Pre-COVID-19 M&A Landscape

Before the COVID-19 pandemic, the M&A landscape in India was characterized by robust activity across various sectors. The country’s economic growth, liberalization policies, and increasing globalization contributed to a favorable environment for M&A transactions. Key sectors driving M&A activity included technology, telecommunications, pharmaceuticals, and financial services. Notable transactions during this period included Walmart’s acquisition of Flipkart, Vodafone’s merger with Idea Cellular, and the acquisition of Fortis Healthcare by IHH Healthcare.

Corporate advisory services were instrumental in these transactions, providing critical support in deal structuring, regulatory compliance, and strategic alignment. Advisors facilitated valuations that reflected market realities, conducted thorough due diligence to uncover potential risks, and helped negotiate terms that maximized shareholder value. The pre-pandemic M&A environment was marked by confidence, with advisors playing a crucial role in closing deals and ensuring successful integrations.

Impact of COVID-19 on M&A Activities

The onset of the COVID-19 pandemic in early 2020 brought unprecedented disruptions to the global economy, and India’s M&A landscape was no exception. The pandemic-induced lockdowns, supply chain disruptions, and economic uncertainties led to a significant slowdown in M&A activities. Deal volumes plummeted as companies shifted their focus to liquidity management, operational continuity, and cost containment.

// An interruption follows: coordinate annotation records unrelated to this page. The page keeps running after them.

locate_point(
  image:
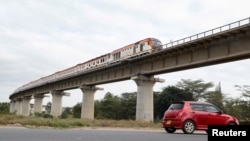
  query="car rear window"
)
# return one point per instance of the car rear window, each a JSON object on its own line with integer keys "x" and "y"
{"x": 176, "y": 106}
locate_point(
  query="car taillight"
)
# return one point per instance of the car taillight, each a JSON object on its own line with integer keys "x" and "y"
{"x": 179, "y": 114}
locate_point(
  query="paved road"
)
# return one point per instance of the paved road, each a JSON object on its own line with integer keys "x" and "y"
{"x": 100, "y": 134}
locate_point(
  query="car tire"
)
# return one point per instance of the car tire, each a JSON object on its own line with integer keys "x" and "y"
{"x": 188, "y": 127}
{"x": 232, "y": 123}
{"x": 170, "y": 130}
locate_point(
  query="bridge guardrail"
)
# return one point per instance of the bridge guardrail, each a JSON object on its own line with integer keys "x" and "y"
{"x": 208, "y": 33}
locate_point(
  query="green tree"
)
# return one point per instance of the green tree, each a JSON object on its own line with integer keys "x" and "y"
{"x": 77, "y": 110}
{"x": 216, "y": 97}
{"x": 197, "y": 87}
{"x": 245, "y": 91}
{"x": 48, "y": 108}
{"x": 128, "y": 105}
{"x": 110, "y": 107}
{"x": 4, "y": 107}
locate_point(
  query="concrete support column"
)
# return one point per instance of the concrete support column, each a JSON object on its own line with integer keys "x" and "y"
{"x": 56, "y": 109}
{"x": 144, "y": 104}
{"x": 26, "y": 106}
{"x": 12, "y": 106}
{"x": 18, "y": 106}
{"x": 38, "y": 103}
{"x": 88, "y": 101}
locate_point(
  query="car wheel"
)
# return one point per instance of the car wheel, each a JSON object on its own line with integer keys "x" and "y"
{"x": 231, "y": 123}
{"x": 170, "y": 130}
{"x": 188, "y": 127}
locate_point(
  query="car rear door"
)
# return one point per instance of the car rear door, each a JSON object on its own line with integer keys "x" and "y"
{"x": 199, "y": 115}
{"x": 214, "y": 115}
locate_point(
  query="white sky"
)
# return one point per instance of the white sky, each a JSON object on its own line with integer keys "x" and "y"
{"x": 40, "y": 37}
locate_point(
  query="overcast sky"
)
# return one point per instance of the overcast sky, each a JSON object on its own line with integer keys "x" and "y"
{"x": 40, "y": 37}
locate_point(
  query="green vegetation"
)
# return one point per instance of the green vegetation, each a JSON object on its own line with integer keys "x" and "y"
{"x": 120, "y": 111}
{"x": 37, "y": 122}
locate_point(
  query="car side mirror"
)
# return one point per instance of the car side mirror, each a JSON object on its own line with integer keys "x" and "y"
{"x": 220, "y": 112}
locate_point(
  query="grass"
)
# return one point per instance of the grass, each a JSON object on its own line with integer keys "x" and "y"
{"x": 38, "y": 122}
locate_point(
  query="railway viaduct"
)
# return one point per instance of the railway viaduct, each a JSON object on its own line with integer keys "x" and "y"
{"x": 227, "y": 43}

However, the pandemic also presented unique opportunities for corporate advisors to demonstrate their value. Advisors played a critical role in helping companies navigate the volatile environment by reassessing valuations, identifying distressed assets, and structuring opportunistic acquisitions. This also works in favor of a Merchant banker in India. The focus shifted toward sectors that were resilient to the pandemic’s impact, such as technology, healthcare, and e-commerce. Advisors provided insights into emerging trends, helped renegotiate deal terms, and facilitated strategic pivots that aligned with the changing market dynamics.

Also Read: The Role of Merchant Bankers in India’s Green Finance Revolution: Navigating Sustainability and Profitability

Post-COVID-19 M&A Trends

As the world adapted to the new normal, the M&A landscape in India began to show signs of recovery and transformation. The post-pandemic period witnessed a resurgence in deal activity, driven by factors such as economic stimulus measures, technological advancements, and evolving consumer behaviors. Key trends that emerged in the post-COVID-19 M&A landscape included:

1. Digital Transformation: The pandemic accelerated digital adoption across industries. Companies pursued M&A strategies to acquire technological capabilities, digital platforms, and innovation-driven startups. Advisors played a crucial role in identifying targets, assessing technological synergies, and facilitating integrations.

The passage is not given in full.